With ever-growing collections of electronic resources, libraries desire technologies that simplify the search process. One of the hottest technologies around today involves applications that provide a single interface to search multiple resources. Called by various terms—metasearch, federated search, or broadcast search—this type of technology helps libraries and other organizations provide searchers with easy-to-use interfaces so they can search many different electronic resources simultaneously.
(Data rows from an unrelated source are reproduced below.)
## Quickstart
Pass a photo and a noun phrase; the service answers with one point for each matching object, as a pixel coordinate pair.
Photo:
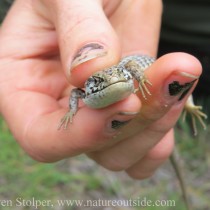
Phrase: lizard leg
(196, 114)
(137, 72)
(75, 95)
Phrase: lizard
(115, 83)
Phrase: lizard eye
(93, 81)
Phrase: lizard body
(113, 84)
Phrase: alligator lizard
(113, 84)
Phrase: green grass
(80, 178)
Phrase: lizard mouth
(102, 87)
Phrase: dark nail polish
(175, 88)
(116, 124)
(88, 52)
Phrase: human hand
(40, 41)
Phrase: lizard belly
(109, 95)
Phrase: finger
(158, 114)
(153, 159)
(84, 34)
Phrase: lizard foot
(143, 87)
(196, 114)
(65, 120)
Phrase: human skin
(38, 41)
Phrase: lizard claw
(66, 119)
(196, 114)
(143, 87)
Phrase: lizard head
(106, 78)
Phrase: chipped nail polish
(116, 124)
(88, 52)
(175, 88)
(128, 113)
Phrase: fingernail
(116, 124)
(180, 84)
(88, 52)
(128, 113)
(175, 88)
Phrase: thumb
(84, 33)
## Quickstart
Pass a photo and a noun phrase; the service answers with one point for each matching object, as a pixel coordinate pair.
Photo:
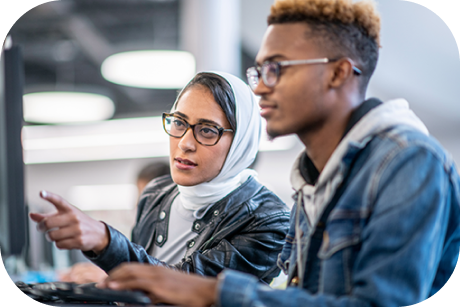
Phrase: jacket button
(160, 239)
(295, 281)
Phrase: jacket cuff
(106, 260)
(235, 288)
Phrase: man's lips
(266, 109)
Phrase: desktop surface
(67, 294)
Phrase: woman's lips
(184, 164)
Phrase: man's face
(298, 102)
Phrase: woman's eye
(178, 123)
(208, 132)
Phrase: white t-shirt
(179, 232)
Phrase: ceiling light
(66, 107)
(150, 68)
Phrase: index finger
(60, 203)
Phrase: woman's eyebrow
(200, 120)
(181, 114)
(208, 121)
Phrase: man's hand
(163, 285)
(70, 228)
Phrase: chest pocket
(341, 243)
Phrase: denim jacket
(393, 237)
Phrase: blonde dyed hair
(343, 27)
(363, 14)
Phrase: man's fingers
(60, 203)
(135, 284)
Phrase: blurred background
(120, 64)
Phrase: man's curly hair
(342, 27)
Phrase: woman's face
(191, 162)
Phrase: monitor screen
(13, 219)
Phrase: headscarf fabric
(241, 155)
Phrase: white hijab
(242, 153)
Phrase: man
(378, 200)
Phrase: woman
(211, 213)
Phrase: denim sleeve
(412, 231)
(119, 250)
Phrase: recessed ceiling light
(150, 68)
(66, 107)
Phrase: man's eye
(178, 123)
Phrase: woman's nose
(188, 142)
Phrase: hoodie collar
(307, 169)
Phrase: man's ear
(343, 70)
Thus sales of metasearch applications, link resolvers, and related products have grown to become a significant part of the library automation economy. Because almost all of the library automation companies now offer a metasearch product, libraries can choose from a number of them. But at least two companies--Webfeat and MuseGlobal--develop metasearch technologies as their core business. The technology developed by these two companies underlies the metasearch products offered by many library automation vendors. Dynix, The Library Corporation, EOS International, and Follett Software Company each integrate technology from Webfeat. Those using Muse Global include Sirsi, Innovative VTLS, Mandarin Library Automation, and Endeavor Information Systems. Ex Libris and Fretwell-Downing Informatics developed their own metasearch technology. Sales of metasearch applications, link resolvers, and related products have grown to become a significant part of the library automation economy.
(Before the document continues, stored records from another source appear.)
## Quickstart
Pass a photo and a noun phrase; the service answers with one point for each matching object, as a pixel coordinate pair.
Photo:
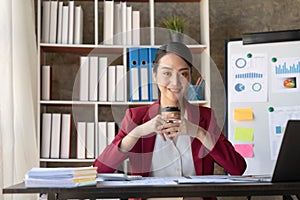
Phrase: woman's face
(172, 77)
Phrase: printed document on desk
(220, 179)
(142, 182)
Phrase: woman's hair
(178, 48)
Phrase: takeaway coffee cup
(171, 113)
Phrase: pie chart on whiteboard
(239, 87)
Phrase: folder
(46, 135)
(133, 60)
(101, 137)
(153, 89)
(46, 82)
(84, 78)
(90, 140)
(55, 135)
(65, 144)
(144, 75)
(111, 131)
(93, 78)
(81, 140)
(120, 83)
(46, 21)
(111, 83)
(103, 78)
(53, 21)
(108, 22)
(71, 22)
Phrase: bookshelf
(64, 60)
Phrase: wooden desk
(181, 190)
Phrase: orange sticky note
(246, 150)
(241, 114)
(244, 134)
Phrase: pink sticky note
(246, 150)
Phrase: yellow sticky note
(243, 134)
(241, 114)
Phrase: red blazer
(140, 156)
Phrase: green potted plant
(175, 25)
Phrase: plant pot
(176, 36)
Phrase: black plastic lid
(170, 109)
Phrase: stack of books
(60, 177)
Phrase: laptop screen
(287, 166)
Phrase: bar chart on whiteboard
(263, 92)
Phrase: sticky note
(244, 134)
(246, 150)
(241, 114)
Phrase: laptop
(287, 167)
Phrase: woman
(158, 148)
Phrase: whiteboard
(263, 92)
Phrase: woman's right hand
(155, 125)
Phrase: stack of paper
(61, 177)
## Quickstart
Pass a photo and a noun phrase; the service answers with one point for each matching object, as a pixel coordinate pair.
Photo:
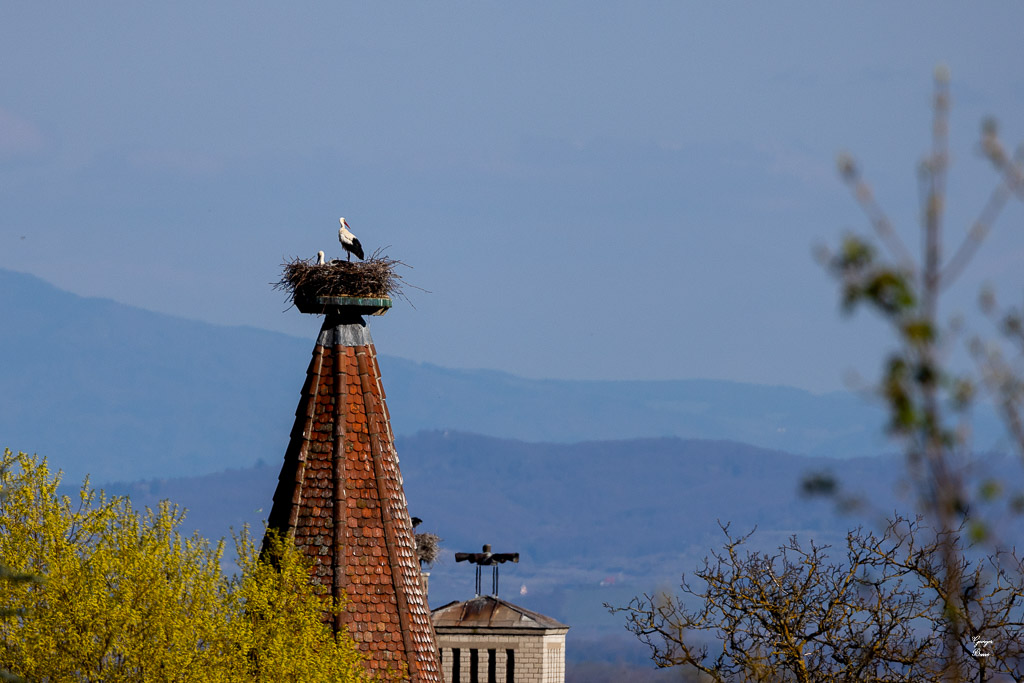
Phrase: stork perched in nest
(348, 241)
The realm of metasearch brings to the fore a number of technical issues that require cooperation among the stakeholders to resolve. The National Information Standards Organization (NISO) established a Metasearch Initiative in April 2003 to facilitate the development of standards, practices, or guidelines that will be of mutual benefit to those that develop technology and the community of publishers of information resources that these technologies exploit. To date, the NISO Metasearch Initiative has not resulted in the development of a formal standard.
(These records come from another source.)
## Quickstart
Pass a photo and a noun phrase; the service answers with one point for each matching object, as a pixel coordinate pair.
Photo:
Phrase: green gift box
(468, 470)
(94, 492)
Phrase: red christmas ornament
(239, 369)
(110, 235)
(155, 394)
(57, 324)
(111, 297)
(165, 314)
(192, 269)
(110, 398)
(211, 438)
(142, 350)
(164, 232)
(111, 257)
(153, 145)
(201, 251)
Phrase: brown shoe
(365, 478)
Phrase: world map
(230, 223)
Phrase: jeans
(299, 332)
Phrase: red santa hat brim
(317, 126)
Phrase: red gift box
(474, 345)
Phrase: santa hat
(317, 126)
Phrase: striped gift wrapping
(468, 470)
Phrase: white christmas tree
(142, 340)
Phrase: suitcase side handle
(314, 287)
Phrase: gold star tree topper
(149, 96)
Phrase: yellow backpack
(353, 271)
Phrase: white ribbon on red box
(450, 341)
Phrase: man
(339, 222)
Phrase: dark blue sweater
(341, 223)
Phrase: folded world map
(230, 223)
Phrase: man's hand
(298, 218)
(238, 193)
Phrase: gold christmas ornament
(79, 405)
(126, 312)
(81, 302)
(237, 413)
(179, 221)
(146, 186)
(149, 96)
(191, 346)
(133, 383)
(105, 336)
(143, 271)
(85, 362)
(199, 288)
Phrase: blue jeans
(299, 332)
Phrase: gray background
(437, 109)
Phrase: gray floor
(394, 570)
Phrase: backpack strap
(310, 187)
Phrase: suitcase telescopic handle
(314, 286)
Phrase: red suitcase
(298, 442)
In this context of a rapidly expanding segment of the industry, Webfeat announced that has been awarded a patent covering several key components of metasearch technology.
United States Patent and Trademark Office awarded Webfeat patent number 6,807,539, dated October 19, 2004. The patent focuses its claims on the session management and authentication components of a metasearch system, but also describes the broader methods of searching multiple resources or databases. The final patent application was filed on September 23, 2003; an earlier version of the patent application was filed April 27, 2001.
Todd Miller, founder and President of Webfeat, emphasized that his company was the first to solve the most difficult aspects of metasearch, that of the developing technology that performs authentication into restricted databases and managing the session. “The field of competitors in the market today did not exist at the time of the original patent application”, according to Miller. “The claims in the patent are specific to authentication and session management and are not especially broad. The original patent application made broader claims that were pared down in what was awarded.”
Having the patent will bring benefits to Webfeat. Now that it has been awarded, the company can proceed with pursuing new opportunities to license its technology. Prior to the patent award, Webfeat had licensed its technology to a number of other companies, including Serials Solutions, Thompson Scientific, Infotrieve AFX (Article Finder eXtreme), as well as the library automation companies listed above.
Not surprisingly, others in the industry voice a strong concern over the award of the patent. In the short time elapsed since the announcement of the patent, none of the companies with competing technologies have announced any specific plans in reaction to the patent award. While there is speculation that the one or more of the competing interests may formally challenge the patent, none have taken specific action; doing so would be a long and expensive process.
Patents are not commonplace in the library arena, though they do exist. OCLC, for example, owns seven patents issued between 1983 and 1996. In 2003 a patent application related to OpenURL caused, and continues to cause concern. This one has also stirred controversy. Among Webfeat’s competitors, there seems to be an almost universal belief that the patent should have not been issued and that it will be disruptive to the industry. Most of the comments on the patent focus on the issue of prior art, asserting a body of projects and systems that have used the technologies claimed in the patent going back at least a decade. Another concern involves how the patent might be used should its ownership be transferred to a company with more aggressive intentions. Patents are transferable property. If Webfeat is acquired or sells the patent, it could be used more aggressively than Webfeat itself might have intended.
The library automation industry has a long history of developing open standards as the basis for competing products in the same arena. These standards provide opportunities for interoperability and protect libraries from any given company’s proprietary technology. But these standards do not preclude vigorous competition. It is yet to be seen how this patent will affect the development of standards related to metasearch and whether there will be any significant business implications between Webfeat and its competitors because of this patent.